So far this series has given you an introduction to REST and a quick walk-through of Restlet, an API that makes it easier to build and consume RESTful interfaces in Java. You have seen that REST is only partially about URLs. At a deeper level, it is about logically connected components, late-binding resolution of representation, and linkage between related information resources. With all of this, you ought to feel that you know enough to successfully combine REST and Java; in fact, you do. But the story doesn't end there.

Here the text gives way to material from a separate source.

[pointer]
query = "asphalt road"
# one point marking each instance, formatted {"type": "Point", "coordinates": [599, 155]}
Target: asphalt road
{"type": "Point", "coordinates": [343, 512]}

In this article, you will learn about NetKernel, a next-generation software environment that mixes what people like about REST, Unix pipes and filters, and service-oriented architecture (SOA). Not only can NetKernel make you more productive, but the abstractions also allow you to fully use modern, multicore, multi-CPU systems with little to no effort. At a minimum, if you understand NetKernel, you will understand REST at a deeper level.
The software industry has made great progress over the years, but there's still work to do. The clash of abstractions and excessive coupling between components remain some of the biggest problems needing to be solved. Countless efforts have been made in the object-oriented world to address the issue with interfaces, the Law of Demeter, separation of concerns, dependency injection, design patterns, remoting abstractions, interface definition languages, SOAs, and so on. At the end of the day, however, objects end up feeling like the wrong level of abstraction to bridge the worlds of software components, data, services, and concepts. They are fragile and break easily in the face of inevitable change. Modern languages like Ruby, Groovy, Scala, and Clojure can help, but at some point it feels like any language or object binding is too specific for all needs.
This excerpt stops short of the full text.